Franz von Holstein gratuliert J. G. Rheinberger zu seinem Erfolg mit dem Töchterlein in Gratz und berichtet, dass Brahms in Leipzig erwartet wird


Brief von Franz von Holstein an Josef Rheinberger:

 

21.1.1874

Verehrtester Freund !

Meine Frau schreibt eben der Ihrigen, und da nehme ich die Gelegenheit wahr, ein Blättchen in das Couvert gleiten zu lassen, welches Ihnen meinen Dank aussprechen soll für Ihre freundliche Zuschrift. So dick dieselbe mit Urschlamm überzogen war, sah doch genug von Ihrer künstlerischen und freundschaftlichen Gesinnung daraus hervor, um vom Empfänger mit Freude begrüsst zu werden. Sie sind uns künstlerisch in letzter Zeit mehrfach nahe gewesen, ohne recht eine Ahnung davon gehabt zu haben. Frl. Menter (juniora) [1] spielte Ihr schönes Clavierquartett [2] im Deutschen Musikerverein recht brav, und die lieben Walchen-See-Lieder [3] haben wir ohnlängst schlecht und recht Abends in unserem Kränzchen gesungen und uns weidlich daran ergötzt. Vom besten Erfolg Ihres Töchterleins in Gratz meldeten ja die Zeitungen, und sage ich dazu meinen herzlichen Glückwunsch.   

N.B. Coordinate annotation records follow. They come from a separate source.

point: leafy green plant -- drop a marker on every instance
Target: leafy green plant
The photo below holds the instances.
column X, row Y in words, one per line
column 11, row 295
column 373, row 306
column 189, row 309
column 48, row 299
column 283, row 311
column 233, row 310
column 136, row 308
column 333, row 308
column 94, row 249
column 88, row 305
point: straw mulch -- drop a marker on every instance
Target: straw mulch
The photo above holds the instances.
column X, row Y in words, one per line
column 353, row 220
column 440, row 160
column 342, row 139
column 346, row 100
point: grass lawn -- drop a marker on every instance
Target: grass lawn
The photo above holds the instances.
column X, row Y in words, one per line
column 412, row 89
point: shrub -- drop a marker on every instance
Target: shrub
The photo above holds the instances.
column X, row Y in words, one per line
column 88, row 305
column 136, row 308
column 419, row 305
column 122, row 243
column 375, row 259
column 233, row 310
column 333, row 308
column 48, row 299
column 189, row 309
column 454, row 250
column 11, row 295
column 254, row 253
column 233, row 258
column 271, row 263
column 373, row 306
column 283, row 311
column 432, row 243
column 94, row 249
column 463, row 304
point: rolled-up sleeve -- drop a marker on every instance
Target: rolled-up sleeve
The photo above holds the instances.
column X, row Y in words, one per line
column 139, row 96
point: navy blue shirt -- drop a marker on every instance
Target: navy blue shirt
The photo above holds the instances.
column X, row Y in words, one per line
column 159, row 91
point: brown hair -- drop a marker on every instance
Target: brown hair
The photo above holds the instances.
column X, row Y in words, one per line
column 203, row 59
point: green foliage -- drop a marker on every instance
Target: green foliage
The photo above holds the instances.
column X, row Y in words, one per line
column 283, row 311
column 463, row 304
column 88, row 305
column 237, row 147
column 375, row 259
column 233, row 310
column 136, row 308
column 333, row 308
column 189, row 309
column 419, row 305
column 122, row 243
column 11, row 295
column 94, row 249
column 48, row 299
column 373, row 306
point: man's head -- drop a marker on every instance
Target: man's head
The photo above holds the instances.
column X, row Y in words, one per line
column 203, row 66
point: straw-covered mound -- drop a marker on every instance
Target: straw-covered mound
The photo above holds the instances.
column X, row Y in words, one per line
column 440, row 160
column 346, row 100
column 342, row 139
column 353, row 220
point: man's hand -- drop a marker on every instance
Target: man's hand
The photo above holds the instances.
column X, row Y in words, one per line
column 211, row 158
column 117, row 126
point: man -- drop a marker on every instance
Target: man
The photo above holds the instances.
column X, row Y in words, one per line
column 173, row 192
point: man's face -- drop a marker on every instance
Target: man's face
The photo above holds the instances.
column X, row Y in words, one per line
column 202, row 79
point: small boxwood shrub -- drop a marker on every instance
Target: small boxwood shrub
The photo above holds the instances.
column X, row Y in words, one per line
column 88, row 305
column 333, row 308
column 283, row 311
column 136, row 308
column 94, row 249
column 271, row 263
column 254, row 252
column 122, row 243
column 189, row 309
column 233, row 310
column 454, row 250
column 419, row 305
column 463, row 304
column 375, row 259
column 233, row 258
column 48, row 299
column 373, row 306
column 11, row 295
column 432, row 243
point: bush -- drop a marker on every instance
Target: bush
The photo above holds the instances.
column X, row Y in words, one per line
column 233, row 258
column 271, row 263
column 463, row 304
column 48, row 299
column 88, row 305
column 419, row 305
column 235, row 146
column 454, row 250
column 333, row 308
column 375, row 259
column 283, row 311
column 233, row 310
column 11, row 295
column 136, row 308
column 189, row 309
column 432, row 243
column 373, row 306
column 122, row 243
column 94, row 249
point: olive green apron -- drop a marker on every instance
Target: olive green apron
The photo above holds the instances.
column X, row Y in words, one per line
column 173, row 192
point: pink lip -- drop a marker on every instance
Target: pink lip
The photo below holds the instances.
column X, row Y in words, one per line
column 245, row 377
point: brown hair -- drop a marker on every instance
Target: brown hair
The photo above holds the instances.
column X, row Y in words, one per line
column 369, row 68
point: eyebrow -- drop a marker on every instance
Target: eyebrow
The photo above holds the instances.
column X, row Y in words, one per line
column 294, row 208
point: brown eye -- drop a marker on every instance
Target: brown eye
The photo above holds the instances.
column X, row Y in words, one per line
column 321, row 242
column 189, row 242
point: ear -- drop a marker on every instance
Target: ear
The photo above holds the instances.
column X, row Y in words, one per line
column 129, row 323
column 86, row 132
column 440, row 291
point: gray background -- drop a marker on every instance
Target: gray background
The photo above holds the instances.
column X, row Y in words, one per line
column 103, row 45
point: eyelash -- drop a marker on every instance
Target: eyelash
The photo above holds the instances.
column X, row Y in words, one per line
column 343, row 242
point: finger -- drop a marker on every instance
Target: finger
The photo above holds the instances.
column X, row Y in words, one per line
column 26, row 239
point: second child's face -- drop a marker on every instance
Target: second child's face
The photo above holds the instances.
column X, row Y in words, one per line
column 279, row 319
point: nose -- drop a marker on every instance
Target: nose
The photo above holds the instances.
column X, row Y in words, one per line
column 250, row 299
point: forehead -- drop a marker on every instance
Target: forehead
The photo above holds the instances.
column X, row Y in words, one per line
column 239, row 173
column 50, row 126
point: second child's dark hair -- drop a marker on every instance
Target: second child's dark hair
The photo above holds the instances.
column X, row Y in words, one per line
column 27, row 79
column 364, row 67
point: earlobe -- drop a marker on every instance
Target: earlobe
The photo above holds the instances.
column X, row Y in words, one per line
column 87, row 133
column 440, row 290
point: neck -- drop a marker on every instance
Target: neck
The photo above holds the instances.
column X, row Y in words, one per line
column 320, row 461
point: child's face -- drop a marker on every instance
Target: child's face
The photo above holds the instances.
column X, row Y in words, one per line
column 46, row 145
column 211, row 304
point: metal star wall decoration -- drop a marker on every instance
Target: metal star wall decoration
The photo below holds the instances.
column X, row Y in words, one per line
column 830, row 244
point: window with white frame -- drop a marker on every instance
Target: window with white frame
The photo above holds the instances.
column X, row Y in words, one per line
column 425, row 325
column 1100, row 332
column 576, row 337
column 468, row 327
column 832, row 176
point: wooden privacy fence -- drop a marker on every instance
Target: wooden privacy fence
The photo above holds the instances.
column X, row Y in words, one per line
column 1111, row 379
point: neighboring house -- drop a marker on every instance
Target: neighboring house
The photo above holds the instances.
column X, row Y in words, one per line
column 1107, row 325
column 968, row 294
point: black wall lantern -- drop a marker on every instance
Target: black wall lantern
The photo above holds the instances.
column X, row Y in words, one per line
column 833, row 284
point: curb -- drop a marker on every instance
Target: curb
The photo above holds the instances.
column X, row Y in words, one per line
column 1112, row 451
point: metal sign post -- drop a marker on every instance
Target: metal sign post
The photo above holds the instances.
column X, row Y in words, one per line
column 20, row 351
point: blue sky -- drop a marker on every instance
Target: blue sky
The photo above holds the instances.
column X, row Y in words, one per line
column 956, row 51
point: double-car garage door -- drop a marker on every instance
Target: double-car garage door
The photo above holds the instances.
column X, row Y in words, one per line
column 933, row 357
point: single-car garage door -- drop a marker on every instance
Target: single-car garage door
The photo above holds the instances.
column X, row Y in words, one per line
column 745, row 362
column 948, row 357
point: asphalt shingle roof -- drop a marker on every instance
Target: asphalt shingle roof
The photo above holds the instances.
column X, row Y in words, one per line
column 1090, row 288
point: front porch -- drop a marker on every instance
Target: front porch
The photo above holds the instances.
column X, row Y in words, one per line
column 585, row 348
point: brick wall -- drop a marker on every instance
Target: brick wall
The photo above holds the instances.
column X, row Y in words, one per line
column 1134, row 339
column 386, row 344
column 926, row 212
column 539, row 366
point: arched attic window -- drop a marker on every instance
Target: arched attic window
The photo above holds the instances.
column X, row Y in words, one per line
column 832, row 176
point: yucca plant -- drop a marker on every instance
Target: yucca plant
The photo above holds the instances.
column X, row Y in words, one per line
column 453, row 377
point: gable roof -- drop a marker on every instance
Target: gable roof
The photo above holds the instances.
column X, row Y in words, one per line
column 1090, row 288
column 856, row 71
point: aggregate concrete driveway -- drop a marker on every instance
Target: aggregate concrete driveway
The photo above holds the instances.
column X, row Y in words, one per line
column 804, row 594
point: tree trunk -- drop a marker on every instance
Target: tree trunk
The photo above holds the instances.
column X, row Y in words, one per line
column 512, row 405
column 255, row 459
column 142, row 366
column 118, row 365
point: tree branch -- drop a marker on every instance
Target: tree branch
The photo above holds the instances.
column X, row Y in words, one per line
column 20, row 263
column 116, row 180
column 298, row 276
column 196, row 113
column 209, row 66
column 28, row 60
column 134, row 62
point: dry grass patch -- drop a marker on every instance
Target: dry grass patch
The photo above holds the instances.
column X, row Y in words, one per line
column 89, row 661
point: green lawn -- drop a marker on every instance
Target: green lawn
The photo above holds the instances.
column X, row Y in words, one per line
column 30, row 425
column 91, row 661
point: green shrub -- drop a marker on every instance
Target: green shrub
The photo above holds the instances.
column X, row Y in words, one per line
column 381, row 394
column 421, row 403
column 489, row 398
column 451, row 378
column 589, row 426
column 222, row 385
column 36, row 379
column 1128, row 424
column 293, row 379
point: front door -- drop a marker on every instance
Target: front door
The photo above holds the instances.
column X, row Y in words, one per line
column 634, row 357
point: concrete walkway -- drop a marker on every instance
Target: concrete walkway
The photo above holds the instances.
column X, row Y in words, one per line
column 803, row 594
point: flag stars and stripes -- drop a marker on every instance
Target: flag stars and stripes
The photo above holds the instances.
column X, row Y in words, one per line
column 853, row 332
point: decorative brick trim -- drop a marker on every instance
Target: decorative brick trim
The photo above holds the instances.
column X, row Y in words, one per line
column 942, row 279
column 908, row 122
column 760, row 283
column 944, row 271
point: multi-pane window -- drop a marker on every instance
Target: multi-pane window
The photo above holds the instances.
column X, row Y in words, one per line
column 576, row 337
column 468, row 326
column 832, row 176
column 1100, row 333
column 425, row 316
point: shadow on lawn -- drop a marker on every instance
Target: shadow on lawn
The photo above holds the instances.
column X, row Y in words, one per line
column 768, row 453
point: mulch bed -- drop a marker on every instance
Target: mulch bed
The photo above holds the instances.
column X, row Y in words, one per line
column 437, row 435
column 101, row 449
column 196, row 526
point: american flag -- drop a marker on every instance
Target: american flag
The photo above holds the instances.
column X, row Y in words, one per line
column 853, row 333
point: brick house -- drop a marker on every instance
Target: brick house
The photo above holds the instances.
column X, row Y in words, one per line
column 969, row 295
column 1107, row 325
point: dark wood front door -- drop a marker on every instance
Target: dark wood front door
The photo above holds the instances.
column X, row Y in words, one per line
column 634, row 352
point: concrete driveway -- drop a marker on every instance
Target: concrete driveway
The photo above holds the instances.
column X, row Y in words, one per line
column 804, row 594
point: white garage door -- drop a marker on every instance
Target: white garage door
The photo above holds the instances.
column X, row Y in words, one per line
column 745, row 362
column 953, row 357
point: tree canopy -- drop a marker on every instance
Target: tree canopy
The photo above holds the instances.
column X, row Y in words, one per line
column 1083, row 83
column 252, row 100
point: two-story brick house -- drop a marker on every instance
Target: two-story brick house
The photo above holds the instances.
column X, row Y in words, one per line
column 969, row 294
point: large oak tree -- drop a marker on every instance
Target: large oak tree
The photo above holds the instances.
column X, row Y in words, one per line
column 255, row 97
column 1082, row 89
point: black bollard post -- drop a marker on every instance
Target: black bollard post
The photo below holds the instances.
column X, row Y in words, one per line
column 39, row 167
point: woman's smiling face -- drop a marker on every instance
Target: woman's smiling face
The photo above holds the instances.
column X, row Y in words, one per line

Nächste Woche wird Brahms hier erwartet. Er war lange nicht hier und wird besseren Empfang finden als früher und als Mancher ihm vielleicht wünscht. Das Publikum ist jetzt mehr an seine Sachen gewöhnt, das Requiem, die Walzer und Magellonen-Romanzen haben das ihrige dazu gethan. Die meisten Kritiker hingegen stehen auf dem absoluten Brahms-Schwärmerei-Standpunkt, was ihm zu Gute kommen wird. In demselben Konzert, wird das neue sächsische Königspaar sich dem Leipziger Publikum zum ersten Male zeigen, also das Interesse wohl etwas getheilt sein. Mit den besten Wünschen für Ihr Wohlergehen und herzlichen Grüssen an Ihre liebe Frau ganz der Ihrige

F.v. Holstein.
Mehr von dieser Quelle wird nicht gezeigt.